Should BLE (now called Bluetooth Smart) be the backbone of IoT?

Bluetooth Smart (formerly Wibri and then BLE) is being positioned as the likely backbone of IoT device communications. But, it has some serious limitations that call that concept into question:

1. It is a star bus type: one central node (today a smartphone or tablet most typically) to nearby devices. Hardly the always connected model of IoT.

2. Distance is about 150 feet of clear air, much less through walls and even with obstacles in the room.

3. Does not support mesh, so devices must directly connect to a "hub" in the star as noted above. Wifi->Bluetooth hubs add cost and then have to be well positioned to work.

4. No IoT type addressing method. Currently relies on pairing and fixed ID (e.g. "Brand_X_Heartrate_monitor") because they assume only one. A URI/URL could be constructed, but no mechanism exists for it now.

5. Bluetooth does not have any method for timed reconnect or other very very low power way to not be active all the time for end nodes. Keeping the RX on all of the time does not work well for a device left for months/years on one battery. Note that the mouse/keyboard approach of BLE works because they generate the connection on user action; that is, they do not have to listen for "commands" when inactive.

That said, what it shows is that Zigbee continues to be very unpopular (for good reason I think) and Wifi is too high power and too costly for many IoT type devices. 6LoPAN is technically solid, but the infrastructure to support it is not there, especially as the move to IPv6 is happening more in the cloud than in the LAN.

Thoughts?

Parents
  • I think that Bluetooth SMART has its target application areas just like 802.15.4, Wi-Fi, etc., but these 3 technology standards stand out in my mind when it comes to IoT. I don't know if there would ever be "the one technology that rules them all" as they all address different requirements in the realm of what we call IoT. For example, Bluetooth SMART has traditionally targeted health/fitness applications, 15.4 industrial, and Wi-Fi the connected home space.

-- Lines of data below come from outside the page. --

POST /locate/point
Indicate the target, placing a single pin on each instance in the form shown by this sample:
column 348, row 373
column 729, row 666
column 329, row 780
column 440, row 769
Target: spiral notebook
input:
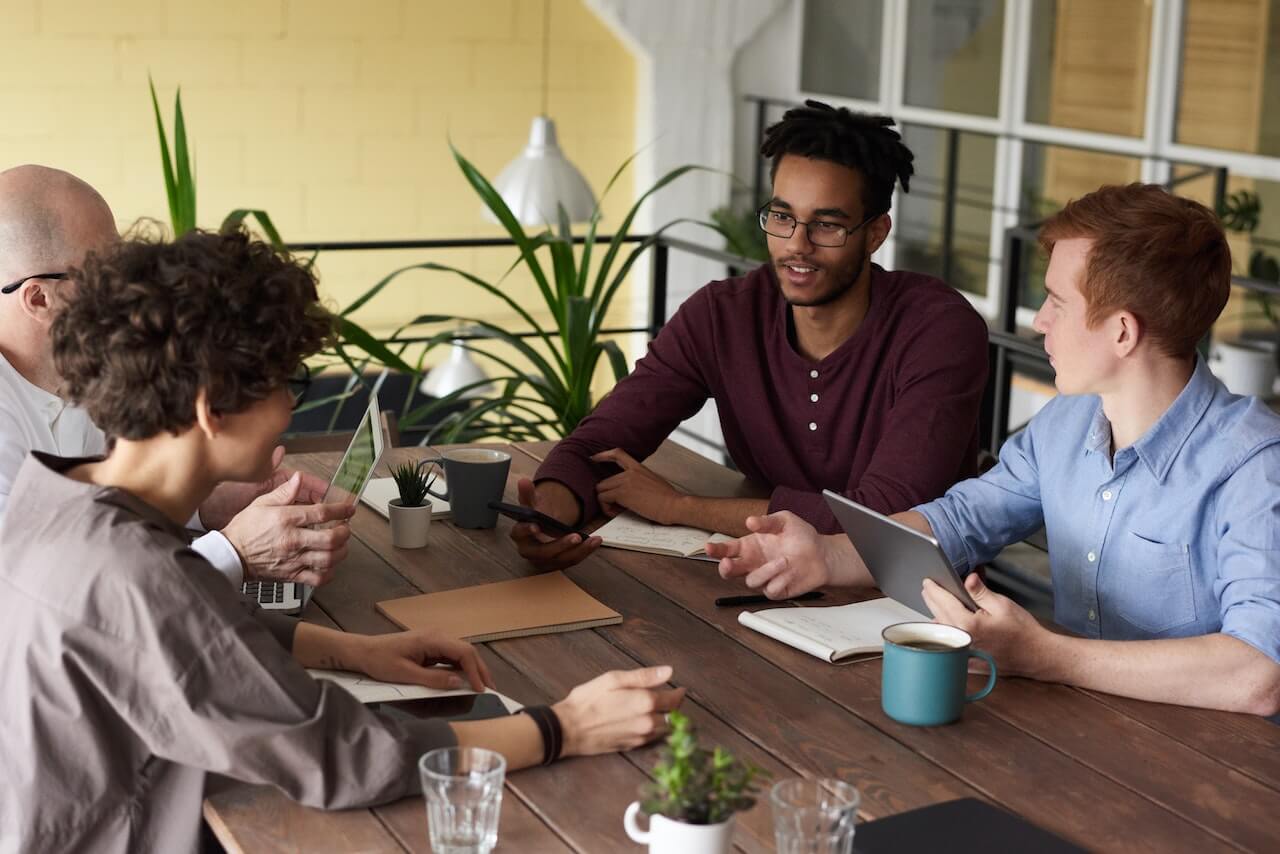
column 539, row 604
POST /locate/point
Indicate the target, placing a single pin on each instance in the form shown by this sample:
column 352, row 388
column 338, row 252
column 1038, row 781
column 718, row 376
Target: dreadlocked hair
column 860, row 141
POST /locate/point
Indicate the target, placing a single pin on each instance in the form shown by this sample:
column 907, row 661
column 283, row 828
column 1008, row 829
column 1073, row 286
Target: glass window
column 1088, row 64
column 1229, row 88
column 950, row 241
column 1052, row 176
column 841, row 48
column 952, row 54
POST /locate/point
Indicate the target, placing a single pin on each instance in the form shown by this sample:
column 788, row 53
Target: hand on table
column 635, row 488
column 539, row 548
column 782, row 553
column 617, row 711
column 232, row 497
column 1000, row 626
column 411, row 657
column 277, row 542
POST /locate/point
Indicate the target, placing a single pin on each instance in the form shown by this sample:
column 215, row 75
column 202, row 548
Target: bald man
column 49, row 220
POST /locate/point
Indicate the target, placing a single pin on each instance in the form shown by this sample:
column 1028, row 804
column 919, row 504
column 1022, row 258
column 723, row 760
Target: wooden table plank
column 260, row 818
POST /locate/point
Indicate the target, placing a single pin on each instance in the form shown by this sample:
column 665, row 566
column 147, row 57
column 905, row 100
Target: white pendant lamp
column 542, row 179
column 456, row 371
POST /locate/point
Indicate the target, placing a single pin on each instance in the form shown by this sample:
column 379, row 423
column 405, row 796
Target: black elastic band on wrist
column 549, row 727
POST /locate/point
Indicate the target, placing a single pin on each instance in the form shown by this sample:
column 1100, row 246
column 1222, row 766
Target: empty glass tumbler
column 462, row 788
column 814, row 816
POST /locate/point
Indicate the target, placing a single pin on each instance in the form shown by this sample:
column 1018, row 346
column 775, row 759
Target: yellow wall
column 330, row 114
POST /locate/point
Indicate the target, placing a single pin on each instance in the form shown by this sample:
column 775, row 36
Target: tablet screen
column 357, row 464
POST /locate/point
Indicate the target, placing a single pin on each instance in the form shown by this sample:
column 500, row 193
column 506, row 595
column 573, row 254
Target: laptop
column 896, row 556
column 348, row 482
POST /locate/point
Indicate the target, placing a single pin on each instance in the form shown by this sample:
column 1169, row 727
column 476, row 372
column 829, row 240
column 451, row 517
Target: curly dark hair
column 149, row 324
column 860, row 141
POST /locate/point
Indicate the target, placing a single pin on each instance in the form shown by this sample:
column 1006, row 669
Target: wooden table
column 1105, row 772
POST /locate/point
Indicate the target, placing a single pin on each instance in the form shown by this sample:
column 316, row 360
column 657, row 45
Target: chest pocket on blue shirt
column 1156, row 593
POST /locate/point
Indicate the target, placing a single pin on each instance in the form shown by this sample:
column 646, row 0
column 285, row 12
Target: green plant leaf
column 170, row 185
column 186, row 179
column 355, row 334
column 237, row 218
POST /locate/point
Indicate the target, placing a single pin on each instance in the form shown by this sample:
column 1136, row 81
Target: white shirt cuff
column 218, row 551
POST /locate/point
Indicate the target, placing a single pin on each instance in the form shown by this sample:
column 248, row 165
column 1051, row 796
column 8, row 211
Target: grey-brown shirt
column 129, row 668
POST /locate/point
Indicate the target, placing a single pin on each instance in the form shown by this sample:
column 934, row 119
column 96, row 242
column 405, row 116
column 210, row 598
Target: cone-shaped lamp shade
column 456, row 371
column 540, row 178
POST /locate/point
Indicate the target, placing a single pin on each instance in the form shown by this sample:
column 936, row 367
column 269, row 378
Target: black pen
column 725, row 602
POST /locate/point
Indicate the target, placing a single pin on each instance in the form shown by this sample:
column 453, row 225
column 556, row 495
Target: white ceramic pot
column 667, row 836
column 1244, row 369
column 408, row 524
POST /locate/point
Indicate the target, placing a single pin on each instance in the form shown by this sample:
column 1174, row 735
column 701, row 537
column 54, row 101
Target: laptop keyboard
column 265, row 593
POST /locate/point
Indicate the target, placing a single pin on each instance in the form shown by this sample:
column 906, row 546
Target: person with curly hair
column 49, row 219
column 827, row 371
column 129, row 667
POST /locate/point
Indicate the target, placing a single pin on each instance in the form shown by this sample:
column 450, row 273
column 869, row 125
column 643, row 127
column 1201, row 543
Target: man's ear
column 36, row 301
column 877, row 232
column 209, row 421
column 1128, row 332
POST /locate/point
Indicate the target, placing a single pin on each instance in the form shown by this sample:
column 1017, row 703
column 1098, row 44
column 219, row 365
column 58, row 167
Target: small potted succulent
column 411, row 514
column 694, row 795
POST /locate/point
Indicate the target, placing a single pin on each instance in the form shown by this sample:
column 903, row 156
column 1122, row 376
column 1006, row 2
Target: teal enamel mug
column 926, row 672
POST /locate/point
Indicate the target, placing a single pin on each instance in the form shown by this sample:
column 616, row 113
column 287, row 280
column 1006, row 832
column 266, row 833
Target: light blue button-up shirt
column 1179, row 535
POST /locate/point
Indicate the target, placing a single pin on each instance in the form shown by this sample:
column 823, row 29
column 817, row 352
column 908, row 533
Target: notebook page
column 629, row 530
column 845, row 629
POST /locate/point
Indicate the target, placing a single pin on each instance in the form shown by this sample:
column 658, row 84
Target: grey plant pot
column 408, row 524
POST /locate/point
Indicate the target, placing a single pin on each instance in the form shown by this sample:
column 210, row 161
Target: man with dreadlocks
column 827, row 370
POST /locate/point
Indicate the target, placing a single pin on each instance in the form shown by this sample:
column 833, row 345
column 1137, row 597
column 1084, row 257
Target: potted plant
column 411, row 514
column 694, row 797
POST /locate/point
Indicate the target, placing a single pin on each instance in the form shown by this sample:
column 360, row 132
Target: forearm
column 515, row 736
column 320, row 647
column 717, row 515
column 1211, row 671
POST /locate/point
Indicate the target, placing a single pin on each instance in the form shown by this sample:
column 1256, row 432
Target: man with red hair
column 1159, row 489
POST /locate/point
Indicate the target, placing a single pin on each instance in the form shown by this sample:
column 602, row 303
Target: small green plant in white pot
column 411, row 514
column 694, row 797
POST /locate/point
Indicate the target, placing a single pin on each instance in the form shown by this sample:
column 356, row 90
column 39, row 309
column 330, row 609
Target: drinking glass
column 814, row 816
column 462, row 788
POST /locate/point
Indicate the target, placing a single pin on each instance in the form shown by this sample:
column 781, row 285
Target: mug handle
column 991, row 677
column 631, row 827
column 439, row 464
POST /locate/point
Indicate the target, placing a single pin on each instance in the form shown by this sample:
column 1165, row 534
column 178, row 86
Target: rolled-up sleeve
column 1248, row 552
column 979, row 516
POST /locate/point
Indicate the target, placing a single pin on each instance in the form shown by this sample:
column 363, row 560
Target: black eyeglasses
column 14, row 286
column 298, row 384
column 780, row 223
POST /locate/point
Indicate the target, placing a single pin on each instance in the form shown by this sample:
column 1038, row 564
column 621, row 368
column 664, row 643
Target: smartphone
column 522, row 514
column 461, row 707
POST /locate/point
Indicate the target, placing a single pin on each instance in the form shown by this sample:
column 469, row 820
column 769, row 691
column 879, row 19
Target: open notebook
column 837, row 634
column 380, row 491
column 630, row 531
column 539, row 604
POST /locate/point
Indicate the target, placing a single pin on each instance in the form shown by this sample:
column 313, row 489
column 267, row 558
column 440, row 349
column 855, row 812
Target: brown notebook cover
column 539, row 604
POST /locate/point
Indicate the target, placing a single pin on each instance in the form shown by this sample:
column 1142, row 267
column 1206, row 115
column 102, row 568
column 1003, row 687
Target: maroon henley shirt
column 888, row 419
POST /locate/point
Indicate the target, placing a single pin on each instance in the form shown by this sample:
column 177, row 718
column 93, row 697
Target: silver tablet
column 896, row 556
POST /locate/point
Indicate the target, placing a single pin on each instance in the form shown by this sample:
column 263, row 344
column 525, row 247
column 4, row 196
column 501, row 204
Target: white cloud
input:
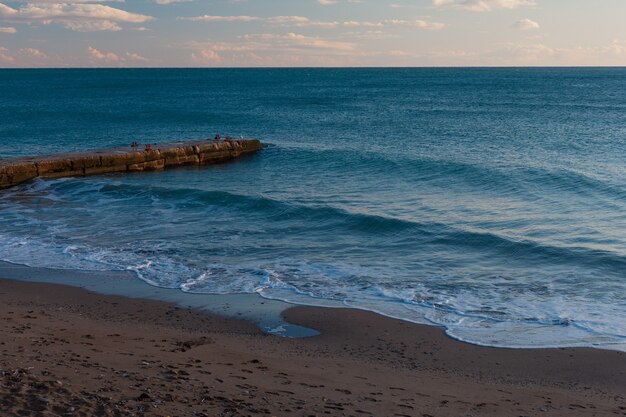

What the IoT industry needs is a Software Defined Radio (SDR) that could support all three so then it doesn't matter!

    Note that 6LoWPAN is a wireless protocol standard and is agnostic to the link layer. It could actually run over 802.15.4 (and its variants) or Bluetooth SMART, and even across power-line technologies like PRIME and G3. This is the beauty of 6LoWPAN is that it gives you a convergence point where the physical layer in use does not matter. One could even run 6LoWPAN over Weightless.

    But regardless of the technology used to "transport the bits", if these IoT systems don't talk the same application protocol language, existing IT infrastructure won't be able to seamlessly take advantage of these "billions of sensors" in the IoT. We must be able to access the information presented by IoT devices as simply just standard Web services. The Internet of Things is merely an extension of the current Web. CoAP (Constrained Application Protocol) (see CoAP Tutorial) will help the industry coalesce around embedded Web services for connecting devices to services. CoAP is garnering tremendous industry support (e.g. OMA (Open Mobile Alliance) has adopted this as part of their application framework for the new Lightweight M2M standard), and what you are witnessing is paradigm shift towards leveraging standard RESTful Web services and data objects for IoT / M2M applications.

Reply
  • I think that Bluetooth SMART has its target application areas just like 802.15.4, Wi-Fi, etc., but these 3 technology standards stand out in my mind when it comes to IoT. I don't know if there would ever be "the one technology that rules them all" as they all address different requirements in the realm of what we call IoT. For example, Bluetooth SMART has traditionally targeted health/fitness applications, 15.4 industrial, and Wi-Fi the connected home space. What the IoT industry needs is a Software Defined Radio (SDR) that could support all three so then it doesn't matter!

    Note that 6LoWPAN is a wireless protocol standard and is agnostic to the link layer. It could actually run over 802.15.4 (and its variants) or Bluetooth SMART, and even across power-line technologies like PRIME and G3. This is the beauty of 6LoWPAN is that it gives you a convergence point where the physical layer in use does not matter. One could even run 6LoWPAN over Weightless.

    But regardless of the technology used to "transport the bits", if these IoT systems don't talk the same application protocol language, existing IT infrastructure won't be able to seamlessly take advantage of these "billions of sensors" in the IoT. We must be able to access the information presented by IoT devices as simply just standard Web services. The Internet of Things is merely an extension of the current Web. CoAP (Constrained Application Protocol) (see CoAP Tutorial) will help the industry coalesce around embedded Web services for connecting devices to services. CoAP is garnering tremendous industry support (e.g. OMA (Open Mobile Alliance) has adopted this as part of their application framework for the new Lightweight M2M standard), and what you are witnessing is paradigm shift towards leveraging standard RESTful Web services and data objects for IoT / M2M applications.